“Be curious, not judgemental” -Walt Whitman
“I know what it is! I know what it is!” screams erupt at Madison Manor Park.
“It’s a mermaid!” “It’s a shark!” “It’s a spoon!” Discovery bursts into laughter.
The learners are excitedly engaging in an activity, working together to figure out what is inside a mystery bag. This activity is a fun way for us to foster the skills of curiosity.
At The Village School, curiosity is an essential component of Learning to Be. But how do we define curiosity? How do we foster curiosity in our learners? Can we guide our learners to be curious? What does being curious look like? These are the questions I sought to answer before we began Session 5.
OECD’s Framework for Social and Emotional Skills defines curiosity as “the interest in ideas and love of learning, understanding and intellectual exploration; an inquisitive mindset.” There are many ways that a Guide can support creating a space for curiosity in their studios.
In each studio, we began our exploration by learning about what curiosity means. Linking our curiosity to health and wellness, we practiced asking questions about ourselves. The learners created maps or lists of questions about who they are, what they want to learn, and what their futures will look like.
After the learners practiced being curious about themselves, we moved to the practice of being curious about others. What happens when your values and beliefs do not align with your family, friends, and even spouses? Do you remain curious about their beliefs or do you pass judgment? This is a difficult question to ask one’s self and it was difficult for the learners to practice. Using Project Zero’s thinking routine of “True for Who?”, we engaged in a conversation about a claim that was made, who made it, the different points of view, acted it out, and then analyzed our thinking to see if we gained a different perspective. We decided if our statements were judgemental or fostered curiosity in a conversation.

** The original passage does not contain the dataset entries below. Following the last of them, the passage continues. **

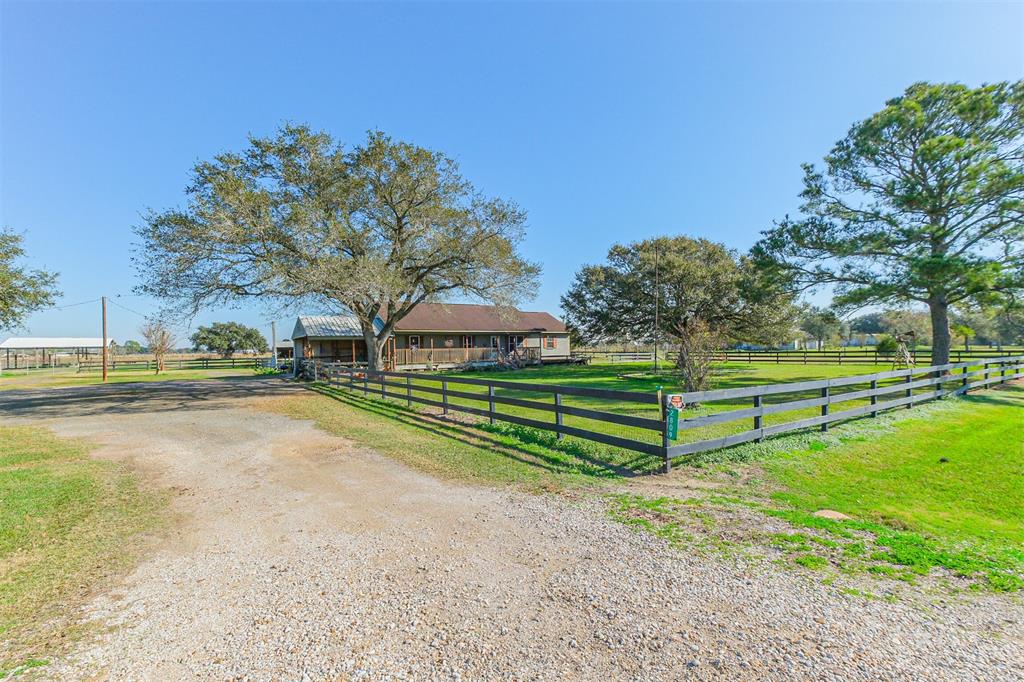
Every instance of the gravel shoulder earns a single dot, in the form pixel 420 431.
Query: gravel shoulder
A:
pixel 302 556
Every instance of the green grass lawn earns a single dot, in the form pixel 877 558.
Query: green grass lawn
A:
pixel 638 377
pixel 68 524
pixel 957 474
pixel 27 379
pixel 941 485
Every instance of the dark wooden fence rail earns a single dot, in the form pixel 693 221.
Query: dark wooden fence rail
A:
pixel 937 381
pixel 615 355
pixel 399 385
pixel 846 356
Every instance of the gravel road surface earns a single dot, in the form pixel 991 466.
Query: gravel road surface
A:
pixel 301 556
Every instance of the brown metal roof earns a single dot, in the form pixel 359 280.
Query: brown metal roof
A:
pixel 474 317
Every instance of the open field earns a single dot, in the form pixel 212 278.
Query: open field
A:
pixel 69 525
pixel 29 379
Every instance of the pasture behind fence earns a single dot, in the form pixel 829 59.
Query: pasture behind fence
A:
pixel 847 356
pixel 642 422
pixel 254 361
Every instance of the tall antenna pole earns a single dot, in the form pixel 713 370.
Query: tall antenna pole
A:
pixel 104 338
pixel 657 302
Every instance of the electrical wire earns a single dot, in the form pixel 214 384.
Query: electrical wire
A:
pixel 72 305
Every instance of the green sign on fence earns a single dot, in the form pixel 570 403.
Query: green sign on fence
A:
pixel 673 416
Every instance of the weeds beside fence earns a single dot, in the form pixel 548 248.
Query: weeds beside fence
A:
pixel 640 422
pixel 847 356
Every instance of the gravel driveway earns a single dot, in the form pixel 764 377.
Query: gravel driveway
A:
pixel 302 556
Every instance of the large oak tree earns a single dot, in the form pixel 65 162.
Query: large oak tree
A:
pixel 921 203
pixel 376 229
pixel 666 284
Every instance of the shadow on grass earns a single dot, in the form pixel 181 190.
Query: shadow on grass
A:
pixel 564 456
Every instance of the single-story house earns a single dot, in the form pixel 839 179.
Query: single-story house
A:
pixel 439 335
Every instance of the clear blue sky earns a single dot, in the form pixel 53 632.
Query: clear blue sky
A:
pixel 607 122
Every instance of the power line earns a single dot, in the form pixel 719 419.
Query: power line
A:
pixel 72 305
pixel 125 307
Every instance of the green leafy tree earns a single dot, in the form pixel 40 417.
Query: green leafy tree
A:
pixel 918 324
pixel 160 339
pixel 821 325
pixel 228 338
pixel 867 324
pixel 23 291
pixel 921 203
pixel 672 281
pixel 375 229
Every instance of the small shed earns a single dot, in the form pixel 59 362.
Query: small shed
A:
pixel 331 338
pixel 25 351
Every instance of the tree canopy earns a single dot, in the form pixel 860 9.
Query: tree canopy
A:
pixel 375 229
pixel 23 291
pixel 696 280
pixel 228 338
pixel 921 203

We have also had fun with games and exercises that spark curiosity! The learners have taken every day objects and challenged themselves to think of 100 different possibilities for what the object could be. A favorite, especially in Spark studio, has been “what is inside the bag?” The learners are only allowed to ask open-ended questions. This was such a challenge for our Spark learners! And, an activity that they keep asking for. As our session progresses, we will challenge ourselves to have a growth mindset and explore why this is an important tool in remaining curious. The learners will also take away a special reminder that all traits and pieces of who they are, are valuable. Each learner is unique. Always remain curious about who you are, practice a growth mindset as you explore your curiosities, and embrace the pieces that make you, you.